For the business sector, there is growing recognition of the implications of TB and HIV on the workforce and profitability. In high TB and HIV prevalent settings, the impact of these diseases on the workforce includes decreased productivity, absenteeism, high turnover and the risk of further TB transmission. This reverberates further, affecting surrounding communities, consumers and the economy as a whole.

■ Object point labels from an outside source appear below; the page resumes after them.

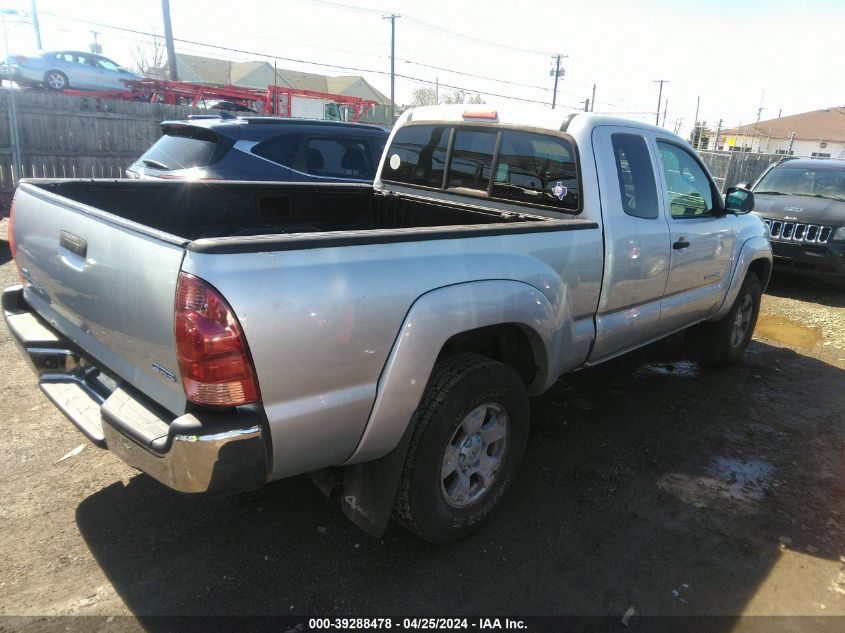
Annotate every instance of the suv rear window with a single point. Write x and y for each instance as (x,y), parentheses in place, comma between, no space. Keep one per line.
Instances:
(531,167)
(328,156)
(537,169)
(181,148)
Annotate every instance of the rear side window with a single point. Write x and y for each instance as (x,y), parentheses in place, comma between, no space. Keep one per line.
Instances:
(536,168)
(637,187)
(418,155)
(181,148)
(472,159)
(690,195)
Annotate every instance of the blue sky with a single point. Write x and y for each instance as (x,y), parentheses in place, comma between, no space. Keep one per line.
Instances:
(728,53)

On the macro-level, the engagement of workplaces complements global efforts to tackle the TB and HIV epidemics, and contributes to achieving the targets set out in the Millennium Development Goals, World Health Organization (WHO) Stop TB Strategy, the Stop TB Partnership Global Plan and the Joint United Nations Programme on HIV/AIDS (UNAIDS) Strategy.
To address the need for guiding principles to initiate and scale up the engagement of the business sector in TB and HIV care, WHO in collaboration with ILO, UNAIDS and other partners conducted an assessment of business sector initiatives to address TB and TB/HIV,documented working examples on the ground, and organized an expert consultation to discuss and draw lessons from available evidence.
The purpose of this document is to capitalize on the untapped potential of the business sector to respond to these two epidemics. Built on the 2003 guidelines on contribution of workplaces to TB control prepared jointly by the ILO and WHO, these guidelines should help capitalize on increased awareness about TB and HIV and their impact on businesses, and strengthen partnerships between national TB programmes, national HIV programmes, and the business sector to improve TB and HIV prevention, treatment and care activities. Existing guidance to facilitate business participation predominantly focuses on HIV. This document is therefore principally centred on TB prevention, treatment and care and it’s linkages with HIV.
This document is designed to provide guidance to TB and HIV programme managers, employers, workers organizations, occupational health staff and other partners on the need and ways to work in partnership to design and implement workplace TB/HIV prevention, treatment and care programmes integrated with occupational health and HIV workplace programmes where relevant.